Middle East leads with lowest asset-weighted CIR across regions

Among regions, banks in the Middle East registered the lowest asset-weighted average CIR at 37%, followed by banks in the Asia Pacific and South America. Banks in Qatar, the UAE, and Saudi Arabia have the lowest CIR  in the world. The weighted average CIR of Qatari banks improved from 23.3% in 2021 to 21.5% in 2022,  outperforming the already-low regional norms. This was the result of investments in IT infrastructure that enabled these banks to deliver cost-effective digital services, and streamlined branch networks for smaller populations. The average CIR for banks in the UAE and Saudi Arabia stood at 32% and 32.7%, respectively. 
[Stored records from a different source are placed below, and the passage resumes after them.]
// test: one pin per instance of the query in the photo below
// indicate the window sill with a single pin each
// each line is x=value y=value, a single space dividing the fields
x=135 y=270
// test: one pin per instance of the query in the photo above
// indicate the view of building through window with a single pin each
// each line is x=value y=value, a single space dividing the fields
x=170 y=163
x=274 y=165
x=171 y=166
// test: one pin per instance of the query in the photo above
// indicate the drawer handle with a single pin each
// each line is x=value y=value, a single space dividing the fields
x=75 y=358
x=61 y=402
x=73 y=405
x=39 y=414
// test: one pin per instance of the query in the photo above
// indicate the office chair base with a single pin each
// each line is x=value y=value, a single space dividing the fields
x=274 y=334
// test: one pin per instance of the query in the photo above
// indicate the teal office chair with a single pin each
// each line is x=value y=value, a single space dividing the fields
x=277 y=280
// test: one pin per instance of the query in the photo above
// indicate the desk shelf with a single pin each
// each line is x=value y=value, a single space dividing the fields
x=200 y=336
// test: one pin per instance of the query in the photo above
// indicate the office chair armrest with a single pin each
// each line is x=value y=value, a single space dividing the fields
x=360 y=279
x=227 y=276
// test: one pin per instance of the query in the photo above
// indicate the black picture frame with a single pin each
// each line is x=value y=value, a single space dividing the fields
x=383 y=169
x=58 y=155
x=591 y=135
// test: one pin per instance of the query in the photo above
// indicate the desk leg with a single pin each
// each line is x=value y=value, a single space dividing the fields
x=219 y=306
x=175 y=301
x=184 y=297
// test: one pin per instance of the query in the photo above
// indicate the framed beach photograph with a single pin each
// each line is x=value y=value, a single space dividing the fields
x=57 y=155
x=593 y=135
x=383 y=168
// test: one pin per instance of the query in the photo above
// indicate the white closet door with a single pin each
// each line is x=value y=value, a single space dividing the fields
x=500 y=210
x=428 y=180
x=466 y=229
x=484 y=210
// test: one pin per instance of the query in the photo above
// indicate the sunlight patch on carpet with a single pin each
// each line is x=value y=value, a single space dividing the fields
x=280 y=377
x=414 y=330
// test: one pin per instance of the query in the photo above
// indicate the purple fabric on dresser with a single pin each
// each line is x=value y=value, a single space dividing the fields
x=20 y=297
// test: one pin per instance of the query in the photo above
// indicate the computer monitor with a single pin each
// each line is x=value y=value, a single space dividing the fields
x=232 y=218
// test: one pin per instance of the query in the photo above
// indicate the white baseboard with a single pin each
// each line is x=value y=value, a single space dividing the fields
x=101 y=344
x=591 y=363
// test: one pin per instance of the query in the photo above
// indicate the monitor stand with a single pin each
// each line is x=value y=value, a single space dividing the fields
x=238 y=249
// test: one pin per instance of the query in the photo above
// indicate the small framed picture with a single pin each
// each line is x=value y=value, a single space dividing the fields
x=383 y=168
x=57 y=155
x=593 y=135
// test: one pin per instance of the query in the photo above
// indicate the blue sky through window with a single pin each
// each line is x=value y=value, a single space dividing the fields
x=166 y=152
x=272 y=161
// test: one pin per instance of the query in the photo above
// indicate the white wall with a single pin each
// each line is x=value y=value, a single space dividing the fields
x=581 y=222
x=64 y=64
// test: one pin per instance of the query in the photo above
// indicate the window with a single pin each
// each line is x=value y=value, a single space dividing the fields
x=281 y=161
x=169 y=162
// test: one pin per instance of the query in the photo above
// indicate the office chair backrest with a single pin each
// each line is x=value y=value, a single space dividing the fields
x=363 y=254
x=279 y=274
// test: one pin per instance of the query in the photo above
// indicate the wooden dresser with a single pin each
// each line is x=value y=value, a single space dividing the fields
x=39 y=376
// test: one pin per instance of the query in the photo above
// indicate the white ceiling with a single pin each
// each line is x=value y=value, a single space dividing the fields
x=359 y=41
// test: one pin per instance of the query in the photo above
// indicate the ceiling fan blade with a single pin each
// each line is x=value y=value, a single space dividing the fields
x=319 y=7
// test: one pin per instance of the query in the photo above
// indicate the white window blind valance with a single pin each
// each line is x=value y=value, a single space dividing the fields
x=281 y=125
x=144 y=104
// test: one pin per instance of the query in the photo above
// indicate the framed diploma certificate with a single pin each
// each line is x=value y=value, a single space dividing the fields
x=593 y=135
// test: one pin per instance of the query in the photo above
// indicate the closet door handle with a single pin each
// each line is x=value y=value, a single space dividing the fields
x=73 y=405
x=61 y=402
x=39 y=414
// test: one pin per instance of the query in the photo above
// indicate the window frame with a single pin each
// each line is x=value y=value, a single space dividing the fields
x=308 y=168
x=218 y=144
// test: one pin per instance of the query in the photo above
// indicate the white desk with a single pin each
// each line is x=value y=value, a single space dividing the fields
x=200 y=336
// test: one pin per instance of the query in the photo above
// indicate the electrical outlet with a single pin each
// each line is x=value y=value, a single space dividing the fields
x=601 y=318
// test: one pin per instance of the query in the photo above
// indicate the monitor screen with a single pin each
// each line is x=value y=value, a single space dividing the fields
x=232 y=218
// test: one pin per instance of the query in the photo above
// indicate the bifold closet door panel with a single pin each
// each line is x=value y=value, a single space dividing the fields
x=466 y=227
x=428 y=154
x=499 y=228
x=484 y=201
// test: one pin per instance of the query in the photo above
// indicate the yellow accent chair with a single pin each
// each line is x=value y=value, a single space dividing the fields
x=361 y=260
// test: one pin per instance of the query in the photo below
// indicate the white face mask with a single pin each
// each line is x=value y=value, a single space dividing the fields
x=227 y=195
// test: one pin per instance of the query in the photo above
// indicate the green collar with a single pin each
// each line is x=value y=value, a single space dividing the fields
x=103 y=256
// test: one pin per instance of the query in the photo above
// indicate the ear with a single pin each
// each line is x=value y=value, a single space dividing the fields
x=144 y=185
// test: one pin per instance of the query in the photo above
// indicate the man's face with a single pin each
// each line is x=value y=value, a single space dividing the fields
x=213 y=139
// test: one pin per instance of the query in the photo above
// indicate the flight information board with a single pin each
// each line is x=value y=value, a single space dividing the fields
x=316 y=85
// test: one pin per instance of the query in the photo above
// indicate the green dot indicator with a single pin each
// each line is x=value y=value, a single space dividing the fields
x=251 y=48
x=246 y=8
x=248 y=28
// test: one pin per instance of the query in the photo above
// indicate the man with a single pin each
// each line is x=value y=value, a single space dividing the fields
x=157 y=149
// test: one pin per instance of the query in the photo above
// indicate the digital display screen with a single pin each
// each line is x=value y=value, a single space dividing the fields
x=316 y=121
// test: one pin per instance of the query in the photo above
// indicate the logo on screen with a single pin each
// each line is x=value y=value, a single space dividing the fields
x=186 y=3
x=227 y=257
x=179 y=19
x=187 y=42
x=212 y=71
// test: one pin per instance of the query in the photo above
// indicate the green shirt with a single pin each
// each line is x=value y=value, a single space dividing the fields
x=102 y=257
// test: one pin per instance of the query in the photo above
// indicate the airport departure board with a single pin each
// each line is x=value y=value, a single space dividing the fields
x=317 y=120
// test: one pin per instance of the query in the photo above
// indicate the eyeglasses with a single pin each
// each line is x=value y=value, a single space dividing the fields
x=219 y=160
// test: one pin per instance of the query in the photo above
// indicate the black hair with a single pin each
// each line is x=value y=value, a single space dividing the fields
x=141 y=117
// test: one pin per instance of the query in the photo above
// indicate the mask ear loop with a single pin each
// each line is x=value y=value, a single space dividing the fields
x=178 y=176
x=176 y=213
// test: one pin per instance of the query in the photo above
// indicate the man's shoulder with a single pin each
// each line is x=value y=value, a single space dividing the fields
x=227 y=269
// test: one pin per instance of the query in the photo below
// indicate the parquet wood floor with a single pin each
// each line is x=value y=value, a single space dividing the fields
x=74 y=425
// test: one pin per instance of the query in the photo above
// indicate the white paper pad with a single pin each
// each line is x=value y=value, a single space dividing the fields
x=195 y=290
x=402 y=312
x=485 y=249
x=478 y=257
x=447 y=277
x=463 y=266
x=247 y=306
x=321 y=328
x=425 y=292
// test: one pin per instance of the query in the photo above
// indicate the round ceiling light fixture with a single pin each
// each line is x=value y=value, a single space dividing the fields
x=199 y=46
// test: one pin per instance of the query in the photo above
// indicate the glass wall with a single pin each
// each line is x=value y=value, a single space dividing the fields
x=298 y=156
In Asia Pacific, Chinese and Vietnamese banks maintained the highest cost efficiency, with average CIRs of 34.3% and 36.6%, respectively. In contrast, banks in Bangladesh and Japan demonstrated the least cost efficiency, with average CIRs of 68.1% and 66.8%, respectively. Banks in India, the Philippines, and Taiwan also reported CIRs exceeding 50%. Furthermore, banks in China, India, and Japan saw increased CIRs in 2022 compared to 2021, resulting in a slight rise in the average CIR of Asia Pacific banks from 43.1% in 2021 to 43.5% in 2022.

Contrasting CIR trends in US and Europe

Banks in North America and Europe reported higher average CIRs, at 62% and 61%, respectively. Banks in North America experienced a worsening average CIR, rising from 62.5% in 2021 to 63.4% in 2022. The average CIRs of banks in Canada and Mexico stayed lower at 56.5% and 46.8%, respectively.

European banks saw an improvement in CIRs. Austria, Turkey, Portugal, the UK, Ireland, Germany, and Italy in Europe witnessed some of the most significant improvements in average CIR. The average CIR of UK banks improved from 64.6% in 2021 to 57.6% in 2022, as all UK banks in the TAB Global 1000 reported lower CIRs. Despite a decline in the average CIR from 75.9% in 2021 to 69% in 2022, the average CIR of Irish banks remained the highest in Europe, followed by Switzerland (67.9%), Germany (67.6%), France (66.1%), and Denmark (64.5%).

Top 10 most efficient banks in the world

Among the world's 1,000 largest banks, 63 recorded CIR below 30%, distributed across regions as follows: 35 in Asia Pacific, 15 in the Middle East, 11 in Europe, and two in North America. Additionally, 167 banks reported CIR ranging between 30% and 40%, while 45 banks had CIR exceeding 80%.

The 10 most efficient banks among those with at least $20 billion in total assets comprise three Qatari banks, three Turkish banks, and one each from China, Egypt, Kazakhstan, and Vietnam. These banks achieved CIRs ranging from 17% to 23%.

Qatar Islamic Bank (QIB) and Qatar National Bank (QNB) led the list. QIB reported 6.5% growth in operating income and 2.5% increase in operating expenses, leading to a reduction in its CIR from 18.1% in 2021 to 17.4% in 2022. This improvement was a result of strategic technology investments and effective cost management practices. Similarly, QNB's CIR improved from 22.7% in 2021 to 20% in 2022, driven by innovation that boosted the bottom line and new revenue streams.

In Asia Pacific, China’s Weihai City Commercial Bank and Vietnam’s Saigon-Hanoi Commercial Joint Stock Bank (SHB) stand out as the most efficient banks among those with at least $20 billion in total assets. SHB’s CIR decreased from 25.2% in 2021 to 23% as the bank diversified its income structure, reducing reliance on lending. It also strictly controlled costs and invested in advanced technology to enhance efficiency.